Part of the community schools’ approach and philosophy is also that academic benefits and outcomes can improve when students are better served and cared for within schools.   I think this is derived from the idea that students are coming to school bringing with them all their lived experiences, and that can manifest in the classroom setting in a lot of ways. The more supports that are in place to mitigate the challenges that students are bringing and just better support them generally, that’s inherently going to have academic impacts. While the research in this area is still developing, there are numerous studies showing how the community schools’ approach is correlated with reductions in absences, reduction in suspensions, improved family engagement, increased graduation rates, increased feelings of connectedness with schools, and improved test scores, and more.

And where do you see this movement at the moment?

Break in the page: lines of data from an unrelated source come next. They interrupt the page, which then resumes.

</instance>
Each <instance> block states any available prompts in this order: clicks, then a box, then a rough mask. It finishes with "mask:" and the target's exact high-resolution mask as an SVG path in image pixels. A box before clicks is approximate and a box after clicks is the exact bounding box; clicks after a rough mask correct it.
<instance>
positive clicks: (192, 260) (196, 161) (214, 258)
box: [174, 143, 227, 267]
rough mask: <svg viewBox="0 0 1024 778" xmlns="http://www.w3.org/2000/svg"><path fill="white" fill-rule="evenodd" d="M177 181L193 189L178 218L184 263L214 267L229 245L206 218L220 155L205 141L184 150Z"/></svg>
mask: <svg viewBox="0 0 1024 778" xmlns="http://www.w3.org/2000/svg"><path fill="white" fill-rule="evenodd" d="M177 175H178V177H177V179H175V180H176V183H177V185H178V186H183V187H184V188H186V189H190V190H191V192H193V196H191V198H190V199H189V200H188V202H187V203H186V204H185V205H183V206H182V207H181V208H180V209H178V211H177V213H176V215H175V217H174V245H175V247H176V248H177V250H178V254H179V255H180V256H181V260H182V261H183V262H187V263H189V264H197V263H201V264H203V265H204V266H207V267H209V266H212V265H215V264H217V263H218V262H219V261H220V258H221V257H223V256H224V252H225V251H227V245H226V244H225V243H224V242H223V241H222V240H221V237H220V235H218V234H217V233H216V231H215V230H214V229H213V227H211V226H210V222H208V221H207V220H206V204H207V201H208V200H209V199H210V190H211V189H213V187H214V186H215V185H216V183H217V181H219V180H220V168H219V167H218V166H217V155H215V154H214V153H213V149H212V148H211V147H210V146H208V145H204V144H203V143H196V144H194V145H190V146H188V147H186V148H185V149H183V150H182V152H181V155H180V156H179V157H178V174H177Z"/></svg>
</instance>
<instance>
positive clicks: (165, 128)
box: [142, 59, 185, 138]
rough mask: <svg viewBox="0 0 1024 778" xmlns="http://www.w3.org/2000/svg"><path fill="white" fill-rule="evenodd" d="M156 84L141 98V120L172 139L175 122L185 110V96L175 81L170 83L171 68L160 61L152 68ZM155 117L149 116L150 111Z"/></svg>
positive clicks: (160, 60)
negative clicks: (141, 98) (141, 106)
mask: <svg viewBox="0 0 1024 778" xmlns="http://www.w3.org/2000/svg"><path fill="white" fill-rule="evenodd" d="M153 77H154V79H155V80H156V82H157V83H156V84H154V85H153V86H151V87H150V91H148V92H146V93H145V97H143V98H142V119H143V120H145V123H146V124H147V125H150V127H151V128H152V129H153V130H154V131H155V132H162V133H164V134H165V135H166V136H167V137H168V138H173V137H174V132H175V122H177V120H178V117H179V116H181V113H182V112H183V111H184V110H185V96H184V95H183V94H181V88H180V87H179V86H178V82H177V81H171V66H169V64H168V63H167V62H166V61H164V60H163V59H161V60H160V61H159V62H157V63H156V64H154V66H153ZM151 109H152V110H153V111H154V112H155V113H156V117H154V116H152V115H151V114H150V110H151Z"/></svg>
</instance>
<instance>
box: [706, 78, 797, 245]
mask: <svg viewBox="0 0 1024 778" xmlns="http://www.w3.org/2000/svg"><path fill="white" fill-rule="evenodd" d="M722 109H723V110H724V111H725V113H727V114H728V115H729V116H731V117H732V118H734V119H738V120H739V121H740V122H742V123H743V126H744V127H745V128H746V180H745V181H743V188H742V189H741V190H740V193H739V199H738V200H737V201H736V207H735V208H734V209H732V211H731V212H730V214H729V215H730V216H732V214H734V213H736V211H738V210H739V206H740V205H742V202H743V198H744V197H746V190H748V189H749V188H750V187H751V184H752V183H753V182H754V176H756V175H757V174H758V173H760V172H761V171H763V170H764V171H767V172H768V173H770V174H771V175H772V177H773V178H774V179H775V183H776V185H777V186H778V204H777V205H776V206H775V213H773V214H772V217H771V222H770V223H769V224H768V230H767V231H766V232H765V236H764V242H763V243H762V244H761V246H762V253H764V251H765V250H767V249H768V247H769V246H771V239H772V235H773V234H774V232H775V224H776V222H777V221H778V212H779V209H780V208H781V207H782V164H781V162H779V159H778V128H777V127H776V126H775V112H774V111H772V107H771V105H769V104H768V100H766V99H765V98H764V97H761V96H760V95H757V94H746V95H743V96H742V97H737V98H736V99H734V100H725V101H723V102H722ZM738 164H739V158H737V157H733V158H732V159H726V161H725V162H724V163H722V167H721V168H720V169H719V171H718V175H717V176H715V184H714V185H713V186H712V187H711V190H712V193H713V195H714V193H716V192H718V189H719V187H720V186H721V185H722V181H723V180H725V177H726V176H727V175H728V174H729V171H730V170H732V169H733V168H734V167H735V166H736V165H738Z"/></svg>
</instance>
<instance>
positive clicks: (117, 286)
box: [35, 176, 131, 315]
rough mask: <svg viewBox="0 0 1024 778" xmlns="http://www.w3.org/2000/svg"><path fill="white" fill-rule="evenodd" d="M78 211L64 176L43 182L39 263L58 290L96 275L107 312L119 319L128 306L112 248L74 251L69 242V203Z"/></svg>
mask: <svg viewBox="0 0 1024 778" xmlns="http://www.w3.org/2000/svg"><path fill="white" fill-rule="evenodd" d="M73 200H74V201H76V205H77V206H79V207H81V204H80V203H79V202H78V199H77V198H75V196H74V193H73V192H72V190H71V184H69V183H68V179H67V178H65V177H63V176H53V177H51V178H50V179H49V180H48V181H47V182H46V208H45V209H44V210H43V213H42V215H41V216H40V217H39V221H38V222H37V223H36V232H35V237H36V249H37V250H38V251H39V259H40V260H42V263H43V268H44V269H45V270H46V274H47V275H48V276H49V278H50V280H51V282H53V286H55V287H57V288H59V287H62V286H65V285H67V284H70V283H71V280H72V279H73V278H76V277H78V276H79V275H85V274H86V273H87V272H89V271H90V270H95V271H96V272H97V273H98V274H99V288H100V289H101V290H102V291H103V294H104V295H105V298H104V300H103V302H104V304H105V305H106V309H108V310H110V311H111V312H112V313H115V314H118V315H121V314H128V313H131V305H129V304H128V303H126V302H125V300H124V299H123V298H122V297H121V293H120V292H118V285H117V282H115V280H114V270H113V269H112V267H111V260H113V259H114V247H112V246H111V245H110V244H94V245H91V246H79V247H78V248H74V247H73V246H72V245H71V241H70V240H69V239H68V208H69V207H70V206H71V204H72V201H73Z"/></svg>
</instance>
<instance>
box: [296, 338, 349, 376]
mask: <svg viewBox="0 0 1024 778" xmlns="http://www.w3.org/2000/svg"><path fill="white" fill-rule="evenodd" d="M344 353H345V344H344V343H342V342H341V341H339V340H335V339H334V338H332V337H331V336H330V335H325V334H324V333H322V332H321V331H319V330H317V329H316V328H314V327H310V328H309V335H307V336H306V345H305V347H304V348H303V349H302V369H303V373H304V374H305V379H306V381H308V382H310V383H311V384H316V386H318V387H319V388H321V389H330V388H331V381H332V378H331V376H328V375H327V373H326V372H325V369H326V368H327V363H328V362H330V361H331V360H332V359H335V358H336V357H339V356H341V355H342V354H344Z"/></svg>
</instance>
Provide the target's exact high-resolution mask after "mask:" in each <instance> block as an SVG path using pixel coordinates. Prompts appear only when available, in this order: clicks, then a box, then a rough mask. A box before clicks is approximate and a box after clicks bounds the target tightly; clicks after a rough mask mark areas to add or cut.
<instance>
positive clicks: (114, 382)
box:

Do you see a moment of growth, presuming that COVID has forced a reappraisal of what can we be doing differently?

I do think this is an inflection point for public education. We know that many of these challenges in schools have existed for a long time, but I think COVID has forced a different type of conversation around education. As I said, the community schools movement has existed at different levels in this country for a long time, but I think it’s really been in recent decades, and especially during COVID, that it’s emerged as an equity strategy for how we’re thinking about recovering from COVID.

From a fiscal standpoint, through the CARES Act and other federal funding streams, there’s been unprecedented investment at the federal level that’s been given to states to support education. And the reality is those funds can also be used to support community school strategies. But those funds have time limits on them too. They have restrictions. And that’s especially why the moment is urgent and important. There’s a lot of different models that are great to already look at, where states like New York, Kentucky, New Mexico, and California are scaling community schools efforts using federal funding.

Is there any action in Congress on this issue?

There has been a bill proposed at the federal level by Sen. Kirsten Gillbrand (D-N.Y.) and a few other Democratic senators called the Full Service Community School Expansion Act of 2021, which was aiming to invest over $3 billion in community schools at the national level. It hasn’t passed yet, but I’ve seen in other states, both red and blue, that there’s been interest in pursuing a community school strategy.

It’s also important to emphasize that the community school strategy isn’t monolithic and shouldn’t be thought of a very prescriptive strategy, but more of a flexible model. There are over 16,000 school districts in the country and the majority of school funding is derived from the state and local level. But at the same time, I think the federal government does have a huge role to play. I think philanthropy also could have an important role to play. The community schools approach is very promising and is already making differences for students across the country, but it’s also not a panacea to solving ongoing school segregation, structural racism, lack of adequate funding for schools, persistent achievement gaps, and the array of other factors leading to inequity in our school systems. It should, in my opinion, just be thought of as a critical piece of the puzzle that’s needed to help vulnerable students and families now and help create greater equity in system moving forward.